In photocatalytic reactions, the most important factor for obtaining high efficiency is the reduction in the e–h recombination. It is said that the main factor wasting energy is the electron–hole recombination, which leads to a lower yield. High efficiency and quantitative yield can be realized by the addition of an electron acceptor to the nanocomposites, such as the KBrO₃ acceptor [16,23]. Some publications have reported that the addition of this electron acceptor improved the efficiency of photolysis. This occurred in our study, where KBrO₃ prevented the recombination of the e–h due to the acceptance of the conduction electrons of the oxide; thus, it led to an increase in the concentration of $OH$, which led to a rapid degradation of the dye. As shown in Figure 2, the addition of the KBrO₃ increased the photocatalytic degradation to 95% at an irradiation time of 110 min.

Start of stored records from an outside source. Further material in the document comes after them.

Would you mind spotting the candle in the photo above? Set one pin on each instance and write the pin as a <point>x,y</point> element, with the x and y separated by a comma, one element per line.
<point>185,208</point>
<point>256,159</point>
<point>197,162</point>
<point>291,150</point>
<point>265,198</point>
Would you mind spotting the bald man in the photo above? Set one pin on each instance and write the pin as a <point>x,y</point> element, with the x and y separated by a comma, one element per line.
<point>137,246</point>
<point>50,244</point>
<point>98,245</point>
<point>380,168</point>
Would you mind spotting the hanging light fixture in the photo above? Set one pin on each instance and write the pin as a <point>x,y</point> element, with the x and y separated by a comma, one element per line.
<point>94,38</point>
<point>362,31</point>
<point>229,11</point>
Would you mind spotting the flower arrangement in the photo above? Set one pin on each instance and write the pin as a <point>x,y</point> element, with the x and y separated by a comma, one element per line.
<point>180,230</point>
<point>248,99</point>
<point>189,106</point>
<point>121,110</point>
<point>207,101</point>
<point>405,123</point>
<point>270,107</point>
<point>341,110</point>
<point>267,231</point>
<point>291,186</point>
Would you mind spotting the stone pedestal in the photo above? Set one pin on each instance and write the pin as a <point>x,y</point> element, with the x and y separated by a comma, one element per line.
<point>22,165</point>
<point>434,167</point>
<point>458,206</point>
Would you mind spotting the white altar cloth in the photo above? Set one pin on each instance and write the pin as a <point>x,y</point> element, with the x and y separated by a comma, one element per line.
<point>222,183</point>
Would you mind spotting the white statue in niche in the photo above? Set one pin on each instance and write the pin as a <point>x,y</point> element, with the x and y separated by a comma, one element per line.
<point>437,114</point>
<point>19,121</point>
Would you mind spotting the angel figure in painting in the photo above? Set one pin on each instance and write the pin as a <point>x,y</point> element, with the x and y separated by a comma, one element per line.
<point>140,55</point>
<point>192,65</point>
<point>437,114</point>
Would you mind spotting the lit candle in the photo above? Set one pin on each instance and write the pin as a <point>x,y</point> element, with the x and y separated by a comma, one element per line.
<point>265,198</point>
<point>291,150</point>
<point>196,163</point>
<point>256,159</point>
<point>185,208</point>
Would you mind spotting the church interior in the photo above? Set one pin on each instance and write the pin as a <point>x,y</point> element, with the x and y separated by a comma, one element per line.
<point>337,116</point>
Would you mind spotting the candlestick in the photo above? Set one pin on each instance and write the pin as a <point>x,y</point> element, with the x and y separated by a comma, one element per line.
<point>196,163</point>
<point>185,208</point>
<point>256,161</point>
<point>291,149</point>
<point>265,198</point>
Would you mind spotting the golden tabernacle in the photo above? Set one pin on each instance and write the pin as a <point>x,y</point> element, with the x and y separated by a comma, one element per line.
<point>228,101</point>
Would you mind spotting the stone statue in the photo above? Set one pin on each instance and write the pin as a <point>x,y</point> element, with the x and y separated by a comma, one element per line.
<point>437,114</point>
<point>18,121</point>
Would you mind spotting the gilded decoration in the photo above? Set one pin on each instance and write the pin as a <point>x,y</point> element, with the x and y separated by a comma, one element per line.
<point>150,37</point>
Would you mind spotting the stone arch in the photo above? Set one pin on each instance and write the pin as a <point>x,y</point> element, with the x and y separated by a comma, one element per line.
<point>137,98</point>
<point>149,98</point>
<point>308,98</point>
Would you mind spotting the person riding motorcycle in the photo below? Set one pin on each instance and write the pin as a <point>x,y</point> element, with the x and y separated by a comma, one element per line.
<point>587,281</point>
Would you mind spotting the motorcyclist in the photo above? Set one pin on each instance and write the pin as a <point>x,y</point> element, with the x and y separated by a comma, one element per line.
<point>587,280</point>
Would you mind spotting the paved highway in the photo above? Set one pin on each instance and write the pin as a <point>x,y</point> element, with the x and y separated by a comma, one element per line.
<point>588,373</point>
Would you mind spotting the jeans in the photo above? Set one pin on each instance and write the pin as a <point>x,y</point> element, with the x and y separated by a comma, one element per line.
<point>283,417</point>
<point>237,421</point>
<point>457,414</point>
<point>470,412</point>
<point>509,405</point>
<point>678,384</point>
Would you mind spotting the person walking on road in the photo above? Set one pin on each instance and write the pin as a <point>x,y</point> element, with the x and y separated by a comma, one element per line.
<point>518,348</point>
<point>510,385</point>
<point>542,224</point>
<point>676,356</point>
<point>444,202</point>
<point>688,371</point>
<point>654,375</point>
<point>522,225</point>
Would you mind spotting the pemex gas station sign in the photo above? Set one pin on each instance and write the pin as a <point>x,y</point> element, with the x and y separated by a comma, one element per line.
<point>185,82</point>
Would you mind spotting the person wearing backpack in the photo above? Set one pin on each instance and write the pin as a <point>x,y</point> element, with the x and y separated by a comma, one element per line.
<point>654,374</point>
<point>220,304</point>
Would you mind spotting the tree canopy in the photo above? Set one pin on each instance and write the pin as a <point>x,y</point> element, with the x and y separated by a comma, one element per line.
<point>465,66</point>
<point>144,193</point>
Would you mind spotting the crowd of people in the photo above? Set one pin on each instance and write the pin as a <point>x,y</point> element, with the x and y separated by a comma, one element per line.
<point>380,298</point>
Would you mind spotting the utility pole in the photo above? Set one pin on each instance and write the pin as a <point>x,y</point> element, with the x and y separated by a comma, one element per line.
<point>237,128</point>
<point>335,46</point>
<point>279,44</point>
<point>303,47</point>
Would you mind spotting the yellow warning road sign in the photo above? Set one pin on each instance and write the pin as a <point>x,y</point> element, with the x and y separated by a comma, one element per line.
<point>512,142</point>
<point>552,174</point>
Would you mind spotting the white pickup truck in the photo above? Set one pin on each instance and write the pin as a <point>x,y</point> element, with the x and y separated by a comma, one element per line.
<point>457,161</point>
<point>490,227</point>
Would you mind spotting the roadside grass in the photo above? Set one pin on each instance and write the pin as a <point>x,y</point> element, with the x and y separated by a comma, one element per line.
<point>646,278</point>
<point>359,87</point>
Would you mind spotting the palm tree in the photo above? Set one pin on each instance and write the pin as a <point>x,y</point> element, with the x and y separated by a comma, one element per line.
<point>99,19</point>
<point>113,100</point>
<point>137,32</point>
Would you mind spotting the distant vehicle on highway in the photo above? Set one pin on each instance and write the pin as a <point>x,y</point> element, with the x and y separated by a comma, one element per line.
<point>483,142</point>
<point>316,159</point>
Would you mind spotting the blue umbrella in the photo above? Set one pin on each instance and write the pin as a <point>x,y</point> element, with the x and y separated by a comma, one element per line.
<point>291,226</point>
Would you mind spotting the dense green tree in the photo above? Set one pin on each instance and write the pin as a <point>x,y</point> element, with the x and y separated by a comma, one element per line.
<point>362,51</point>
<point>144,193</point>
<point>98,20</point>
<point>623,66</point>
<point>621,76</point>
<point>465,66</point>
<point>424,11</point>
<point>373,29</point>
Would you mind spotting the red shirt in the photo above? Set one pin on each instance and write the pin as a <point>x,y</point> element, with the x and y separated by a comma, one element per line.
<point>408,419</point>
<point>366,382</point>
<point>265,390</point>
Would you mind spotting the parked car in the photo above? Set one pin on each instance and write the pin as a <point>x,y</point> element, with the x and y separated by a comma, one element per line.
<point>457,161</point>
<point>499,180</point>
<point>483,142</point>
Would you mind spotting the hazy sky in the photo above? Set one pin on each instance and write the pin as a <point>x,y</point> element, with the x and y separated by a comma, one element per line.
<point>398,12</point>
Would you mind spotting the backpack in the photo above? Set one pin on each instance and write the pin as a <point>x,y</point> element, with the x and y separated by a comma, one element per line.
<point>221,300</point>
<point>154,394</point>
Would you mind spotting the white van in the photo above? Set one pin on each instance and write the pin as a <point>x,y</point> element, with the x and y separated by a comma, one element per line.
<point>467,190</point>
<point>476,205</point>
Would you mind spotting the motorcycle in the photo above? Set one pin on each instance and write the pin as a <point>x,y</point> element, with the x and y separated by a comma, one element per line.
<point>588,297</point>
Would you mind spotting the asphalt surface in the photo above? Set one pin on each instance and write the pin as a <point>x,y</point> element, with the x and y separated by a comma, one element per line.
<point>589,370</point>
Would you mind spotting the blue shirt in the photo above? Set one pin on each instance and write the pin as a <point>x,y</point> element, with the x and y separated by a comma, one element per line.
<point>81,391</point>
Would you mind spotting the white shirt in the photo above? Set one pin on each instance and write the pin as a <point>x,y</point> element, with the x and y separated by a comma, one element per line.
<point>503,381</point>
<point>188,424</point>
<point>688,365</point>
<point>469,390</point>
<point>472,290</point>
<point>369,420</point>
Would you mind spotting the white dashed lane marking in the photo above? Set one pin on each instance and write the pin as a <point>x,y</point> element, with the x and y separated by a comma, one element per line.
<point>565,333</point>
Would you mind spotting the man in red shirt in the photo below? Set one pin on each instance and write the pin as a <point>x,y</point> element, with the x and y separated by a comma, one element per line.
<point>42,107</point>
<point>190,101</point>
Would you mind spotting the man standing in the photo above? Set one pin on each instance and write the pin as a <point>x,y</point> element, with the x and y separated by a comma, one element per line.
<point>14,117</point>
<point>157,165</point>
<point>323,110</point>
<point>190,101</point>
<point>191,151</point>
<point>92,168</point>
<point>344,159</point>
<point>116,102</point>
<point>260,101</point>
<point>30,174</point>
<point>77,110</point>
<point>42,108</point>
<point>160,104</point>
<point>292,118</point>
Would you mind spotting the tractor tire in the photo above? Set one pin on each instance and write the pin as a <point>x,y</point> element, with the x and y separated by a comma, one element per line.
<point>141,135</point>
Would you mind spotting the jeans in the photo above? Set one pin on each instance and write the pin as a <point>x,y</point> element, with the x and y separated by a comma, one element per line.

These speculations were confirmed by measuring the photocurrent for these four samples at a bias of 0.2 V, as shown in Figure 9. The photocurrent was measured when the samples were irradiated for 60 s. The recorded values of the photocurrent during this interval were 0.65, 1.27, 5.03, and 6.02 µA for TiO₂, Nb-TiO₂, (Nb-TiO₂)/20%KBrO₃, and (Nb-TiO₂)/100%KBrO₃, respectively. The high photocurrent values exhibited the significant effect of the KBrO₃, which helped to extract and collect more electrons during the excitation of Nb-TiO₂, confirming that KBrO₃ is a suitable candidate as an electron acceptor to enhance the photocatalysis properties of this nanocomposite. In Figure 9c,d, we observed that the current continued increasing even after the irradiation was stopped. The existence of the KBrO₃ increased the reaction in Equations (4)–(7). We also observed that the recovery time was slower with the presence of KBrO₃, which was due to the slower recombination rate of the electron–hole.

The data measured for the photodegradation revealed the strong effect of adding Nb to TiO₂ and the significant effect of the KBrO₃ as an electron acceptor in the solution. This can be expressed by calculating the instantaneous quantity ($q_t$) of the degraded dye, as follows:

$$Q_t=\frac{\left(C_0-C_t\right)}{m}V$$

(9)

where m is the adsorbent mass in g, and V is the solution volume in L. The quantity of degraded phenol red increased with the increase in the irradiation time, as shown in Figure 10. This figure indicates the ability of the fast degradation of phenol red on the surface of the oxide. The degradation quantity of the dye reached 191 mg for 1 g of the absorbent after 110 min for the Nb-doped oxide assisted with KBrO₃. However, the degradation quantity of the same dye on the pure TiO₂ was 128 mg for the same time. The results exhibited the superiority of the Nb-doped TiO₂ assisted with KBrO₃ to degrade a large quantity of the dye within a short time compared to the TiO₂.

4. Conclusions

A comparison study between the photodegradation efficiency of pure TiO₂, Nb-TiO₂, and KBrO₃/Nb-TiO₂ was successfully performed. The fabricated nanocomposites showed a good degradation of the phenol red with a high concentration of 20 mg/L. The degradation efficiency was increased from 60% for pure TiO₂ and 80% for Nb-TiO₂ to 95% for KBrO₃/Nb-TiO₂. In addition, the nanocomposite with KBrO₃ showed a higher adsorption capacity compared to the TiO₂; the degradation quantity of the dye reached 191 mg for 1 g for the Nb-doped oxide assisted with KBrO3. However, the degradation quantity of the same dye with the pure TiO₂ was 128 mg for the same time. Finally, the de-colorization of the wastewater containing phenol red in this work confirmed an important interfacial charge between the KBrO₃ and the Nb/TiO₂ nanocomposites.